The couple spearheaded an effort last year to create Sunset Park at the bayside end of Dagsworthy Street in Dewey Beach. Through their work enlisting $11,000 in civic group and personal contributions, they transformed an overgrown and trash littered quarter-acre into a pleasant park with a gazebo and benches.

A cancer survivor, Vivian is the Queen Mum of the local Red Hat Society, “The Godiva Divas.” Using Bob and Vivian’s idea this year, The Godiva Divas arranged a Return Day Train trip from the historic Queen Anne railroad station on King’s Highway in Lewes to downtown Georgetown. To make the day even more memorable, Highway One LLP principal partner Alex Pires has loaned the group the Ruddertowne trolley to use as a Return Day parade entry.

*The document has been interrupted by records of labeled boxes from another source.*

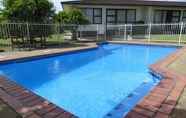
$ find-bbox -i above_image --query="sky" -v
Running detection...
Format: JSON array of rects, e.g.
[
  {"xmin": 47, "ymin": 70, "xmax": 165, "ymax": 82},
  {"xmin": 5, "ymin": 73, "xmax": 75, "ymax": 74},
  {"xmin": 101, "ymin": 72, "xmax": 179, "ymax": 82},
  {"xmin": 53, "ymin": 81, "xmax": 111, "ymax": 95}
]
[
  {"xmin": 0, "ymin": 0, "xmax": 77, "ymax": 13},
  {"xmin": 49, "ymin": 0, "xmax": 77, "ymax": 12}
]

“Vivian is the planner, organizer and impetus for all these activities we do,” explains Bob. “I just follow along.”

His workload will increase substantially next year as he takes over as president of the local AARP branch and the Delmarva Central Intelligence Retirement Association.

“We really love this area,” says Bob. “But no matter how involved we get or how long we live here, we’ll never be natives. People tell me to be a native Sussex countian, you must come from four generations of farmers. We don’t qualify.”